Members of AREA Ruhr warmly welcome and are looking forward to work with Eugenia Prasol, a specialist on Japanese literature, who fled from the Ukraine due to the ongoing war. AREA Ruhr provides her with a research fellowship for six months to give her the opportunity to continue her research and to get acquainted with East Asian Studies at the Institute of East Asian Studies at UDE and the Faculty of East Asian Studies at Ruhr-University Bochum (RUB).
Eugenia has two master’s degrees, one (in Comparative Culture and Literature) from Dnipropetrosvk National University in Ukraine and one (in Global Humanities and Social Sciences) from Nagasaki University in Japan. Moreover, she holds a Ukrainian diploma (equivalent to a doctorate) from Dnipropetrosvk National University in Comparative Literature.

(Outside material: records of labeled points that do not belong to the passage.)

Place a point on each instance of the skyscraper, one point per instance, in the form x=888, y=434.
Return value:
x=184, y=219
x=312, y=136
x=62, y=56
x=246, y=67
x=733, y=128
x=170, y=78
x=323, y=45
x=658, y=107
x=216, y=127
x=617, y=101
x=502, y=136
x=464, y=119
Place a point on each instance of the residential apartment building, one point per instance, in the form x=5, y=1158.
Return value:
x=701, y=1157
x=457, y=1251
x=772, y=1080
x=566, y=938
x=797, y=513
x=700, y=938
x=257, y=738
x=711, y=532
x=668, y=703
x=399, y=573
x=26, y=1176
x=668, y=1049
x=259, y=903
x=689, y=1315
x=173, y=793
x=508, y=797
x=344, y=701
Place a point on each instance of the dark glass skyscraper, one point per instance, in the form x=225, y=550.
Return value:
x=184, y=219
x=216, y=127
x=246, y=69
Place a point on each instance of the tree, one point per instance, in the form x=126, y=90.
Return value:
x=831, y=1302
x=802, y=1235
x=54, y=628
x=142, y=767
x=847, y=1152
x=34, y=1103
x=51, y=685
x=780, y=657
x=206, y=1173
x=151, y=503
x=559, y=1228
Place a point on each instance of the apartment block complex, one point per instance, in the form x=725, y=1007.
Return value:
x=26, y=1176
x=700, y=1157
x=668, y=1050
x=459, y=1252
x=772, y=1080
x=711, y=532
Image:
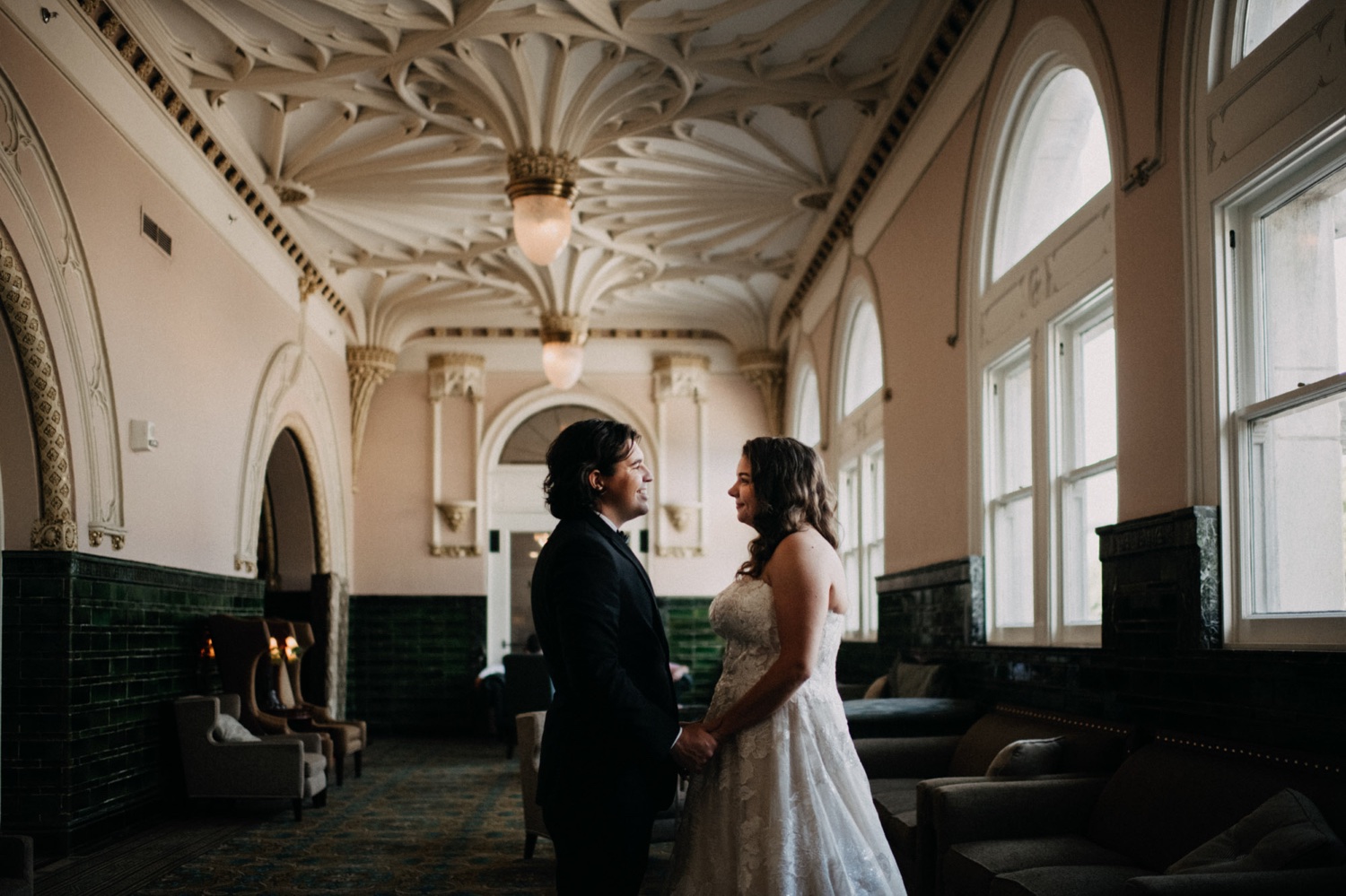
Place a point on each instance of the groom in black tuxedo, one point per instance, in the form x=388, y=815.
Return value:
x=611, y=744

Eugenia has a long record of teaching Japanese in Ukraine. Her research concentrates on the image of Japan inside and outside the country in literary works of British, American, and Japanese authors. While her research solely focused on the literary domain at first, her research at Nagasaki University looked at literary work from a cultural and social perspective as well. Eugenia’s research interests are Contemporary Japanese Studies, Japanese Literature, Comparative Literature, Imagology, as well as Literary and Cultural Representations.
During her fully funded fellowship at AREA Ruhr, Eugenia plans to focus on the concept of “forever foreigners” in 20th century Japan as represented in the novel Pachinko by Min Jin Lee, an American author of Korean background. The novel deals with a wide range of historically embedded topics, encompassing the complicated relationship between Japan and Korea – more specifically, life of ethnic Koreans in Japan through the periods of colonial Korea, World War II, the Allied Occupation of Japan, the Korean War, as well as during the Japanese economic miracle and “bubble economy”. Looking at the whole 20th century allows Eugenia to identify the multi-faceted images of Japan that are culturally and historically grounded – and at their evolution – as they were generated through the eyes of Korean migrants over time.
Eugenia plans to give a lecture in AREA Ruhr’s Occasional Guest Lecture Series during her stay. Moreover, she is interested to contribute to Japanese course material for hybrid language classes which are in the making based on AREA Ruhr’s HELLP (Hybrid East Asian Language Program) Project and other activities in the field of East Asian Studies at RUB and UDE
Update:
In mid-May Eugenia received a job offer from Nagasaki University in Japan (where she studied before) at short notice; congratulations! We look forward welcoming her again to the Ruhr region in the context of an an AREA event or initiative in the future.